Protesto contra a empresa Chevron (Foto: Blood Money/Facebook)

eLondres – No primeiro aniversário do golpe de estado em Mianmar, que aconteceu em 1º de fevereiro de 2021, organizações internacionais elevaram as pressões para que multinacionais deixem de operar no país governado por militares que suprimiram a liberdade de imprensa e os direitos humanos. 

Entre as que  anunciaram encerramento das operações nas últimas semanas estão a australiana Woodside Energy, a francesa Total e a americana Chevron. 

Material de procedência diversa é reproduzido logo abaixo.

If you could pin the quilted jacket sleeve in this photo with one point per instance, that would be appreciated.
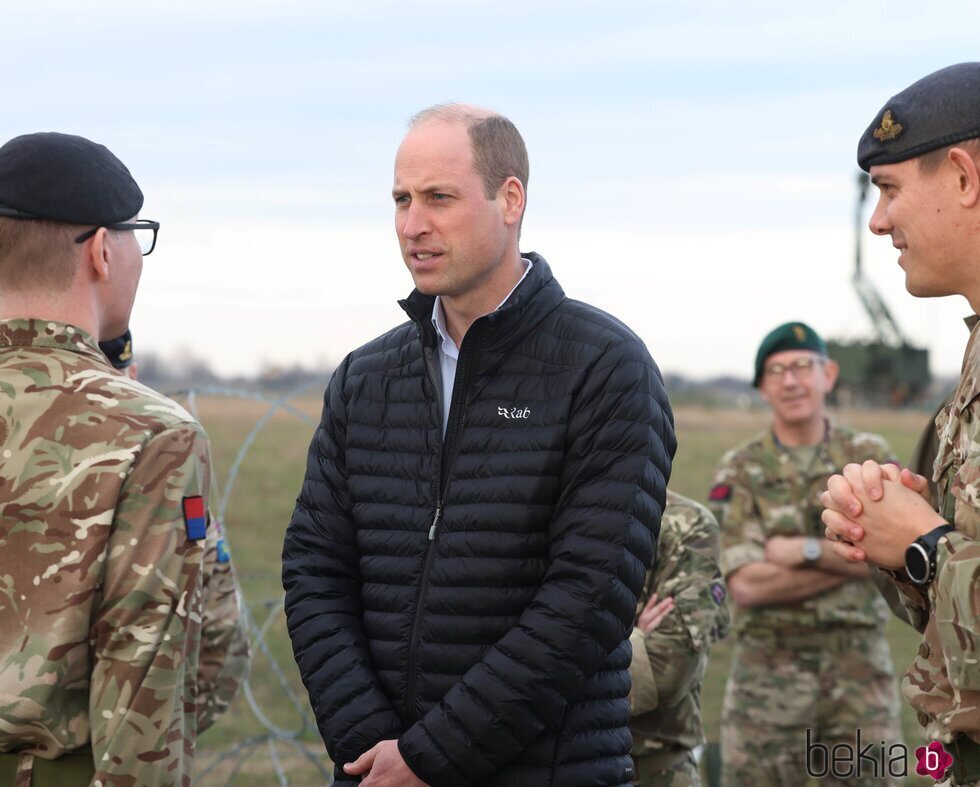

A Repórteres Sem Fronteiras é uma das associações cobrando diretamente de empresas globais a saída do país para deixar de irrigar financeiramente a junta militar.

Mais de 100 jornalistas presos depois do golpe em Mianmar

Desde que tomaram o poder à força há um ano, os militares de Mianmar foram responsáveis ​​pela prisão de cerca de 100 jornalistas, dos quais 57 continuam atrás das grades, segundo o barômetro de liberdade de imprensa da RSF. 

Três jornalistas foram mortos recentemente, entre dezembro e janeiro.

Eles são o fotógrafo Soe Naing, o editor do Federal News Journal Sai Win Aung e o fundador e editor do Khonumthung Media Group, Pu Tuidim, que foi usado como escudo humano antes de ser baleado por soldados.

“Todas as multinacionais que ainda mantêm presença lá devem agora tomar medidas concretas para acabar com a cumplicidade com a junta”, diz a RSF.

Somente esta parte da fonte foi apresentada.